The pandemic has amplified children’s problems, she added.
“We saw an increase in anxiety, depression, suicidal ideation and self-harm,” she said. “We know parents and caregivers were much more stressed because they didn’t have the same child care or family support. They were financially strained. All of these things have an impact on children.
In exclusive interviews ahead of the release of the HHS plan, two federal agency leaders who signed the letter expressed optimism that it would fit well with efforts already underway by the Biden administration.
The budget request for fiscal year 2023, for example, would make a “significant commitment” to training more behavioral health care providers, said Carole Johnson, administrator of health resources and services administration.
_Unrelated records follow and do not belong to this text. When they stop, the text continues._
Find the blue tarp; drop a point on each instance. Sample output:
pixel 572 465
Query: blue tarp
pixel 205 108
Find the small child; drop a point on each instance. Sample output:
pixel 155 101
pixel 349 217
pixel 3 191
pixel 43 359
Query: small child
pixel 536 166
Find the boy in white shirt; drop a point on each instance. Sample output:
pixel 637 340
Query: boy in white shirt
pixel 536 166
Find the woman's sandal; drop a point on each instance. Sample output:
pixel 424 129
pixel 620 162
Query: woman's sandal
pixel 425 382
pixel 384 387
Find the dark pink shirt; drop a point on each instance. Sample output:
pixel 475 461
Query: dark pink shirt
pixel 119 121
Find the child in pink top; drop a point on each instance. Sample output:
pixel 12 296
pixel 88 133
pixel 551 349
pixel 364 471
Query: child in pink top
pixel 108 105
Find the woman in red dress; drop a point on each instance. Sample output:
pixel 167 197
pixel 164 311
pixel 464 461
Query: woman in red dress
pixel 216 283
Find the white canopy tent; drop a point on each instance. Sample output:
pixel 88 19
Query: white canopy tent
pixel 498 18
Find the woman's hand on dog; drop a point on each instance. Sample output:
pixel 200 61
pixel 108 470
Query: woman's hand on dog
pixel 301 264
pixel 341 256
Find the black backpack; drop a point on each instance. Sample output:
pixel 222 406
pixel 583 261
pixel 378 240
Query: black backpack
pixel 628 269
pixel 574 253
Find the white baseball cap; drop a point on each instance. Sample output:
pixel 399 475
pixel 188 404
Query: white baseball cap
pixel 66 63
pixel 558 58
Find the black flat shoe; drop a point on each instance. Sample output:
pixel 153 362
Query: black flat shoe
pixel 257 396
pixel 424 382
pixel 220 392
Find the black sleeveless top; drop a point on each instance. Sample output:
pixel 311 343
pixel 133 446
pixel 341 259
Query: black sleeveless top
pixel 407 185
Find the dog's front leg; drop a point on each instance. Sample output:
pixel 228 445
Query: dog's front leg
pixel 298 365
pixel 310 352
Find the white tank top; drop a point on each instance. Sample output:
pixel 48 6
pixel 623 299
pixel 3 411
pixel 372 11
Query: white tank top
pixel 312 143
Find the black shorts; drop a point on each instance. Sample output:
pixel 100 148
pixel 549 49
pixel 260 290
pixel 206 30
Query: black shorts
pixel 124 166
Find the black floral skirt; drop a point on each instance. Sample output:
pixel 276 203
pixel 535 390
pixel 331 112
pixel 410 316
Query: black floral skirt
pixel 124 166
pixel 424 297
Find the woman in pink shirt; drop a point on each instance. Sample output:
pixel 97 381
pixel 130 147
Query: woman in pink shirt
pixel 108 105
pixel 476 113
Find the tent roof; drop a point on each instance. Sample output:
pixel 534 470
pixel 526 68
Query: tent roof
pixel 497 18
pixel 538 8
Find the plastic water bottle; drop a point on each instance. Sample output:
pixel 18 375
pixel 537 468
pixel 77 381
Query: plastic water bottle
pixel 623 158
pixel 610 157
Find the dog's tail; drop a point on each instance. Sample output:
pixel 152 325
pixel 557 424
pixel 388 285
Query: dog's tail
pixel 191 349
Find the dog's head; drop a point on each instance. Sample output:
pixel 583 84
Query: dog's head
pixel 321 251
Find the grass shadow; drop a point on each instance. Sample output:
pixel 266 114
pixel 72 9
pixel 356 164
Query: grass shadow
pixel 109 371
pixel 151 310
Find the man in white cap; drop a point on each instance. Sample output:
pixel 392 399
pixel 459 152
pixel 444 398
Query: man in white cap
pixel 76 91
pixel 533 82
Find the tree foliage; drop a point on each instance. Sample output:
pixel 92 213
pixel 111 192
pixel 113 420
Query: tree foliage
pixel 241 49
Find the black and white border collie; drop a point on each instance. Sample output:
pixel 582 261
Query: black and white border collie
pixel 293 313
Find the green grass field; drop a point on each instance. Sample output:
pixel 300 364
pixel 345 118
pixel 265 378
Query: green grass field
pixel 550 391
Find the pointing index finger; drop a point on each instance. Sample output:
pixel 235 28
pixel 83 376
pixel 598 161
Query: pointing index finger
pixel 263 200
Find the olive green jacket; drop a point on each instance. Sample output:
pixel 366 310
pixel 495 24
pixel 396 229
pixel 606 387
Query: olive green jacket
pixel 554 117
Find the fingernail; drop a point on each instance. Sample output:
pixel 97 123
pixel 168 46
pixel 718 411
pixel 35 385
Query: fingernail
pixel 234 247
His hope is that the HHS plan will reveal to states that there are several ways to leverage federal grants to get more mental health services for children.
“We think there are a lot of opportunities here, and we want to work with our state partners to identify those opportunities,” she said.
January Contreras, the administration’s assistant secretary for children and families, described the plan as “breaking down silos” between agencies.
“The value we share is that young people’s mental health is just as important as physical health,” she said.
As well as strengthening the workforce so there is more access to mental health care for children, Contreras said she hopes the plan will make mental health care for young people more equitable. . The workforce should be strengthened “in a culturally competent, multilingual and geographically diverse way”, she said.
Contreras, Johnson and several other letter signatories will host a roundtable on Wednesday afternoon with people who provide mental health services to hear about their experiences in providing care and identify opportunities for collaboration.
It is extremely important that we invest in programs that support children and adolescents to prevent the results from getting worse over time. »
Sallas-Brookwell, who will be at the roundtable, said the labor shortage in her industry is one of the most pressing priorities to address to help children.
“If we are able to intervene early in life, we are often able to prevent more serious diseases later in life,” she said. “It is extremely important that we invest in programs that support children and adolescents to prevent the results from getting worse.”
If you or someone you know is in crisis, call the National Suicide Prevention Lifeline at 800-273-8255, text HOME at 741741 or visit SpeakingOfSuicide.com/resources for additional resources.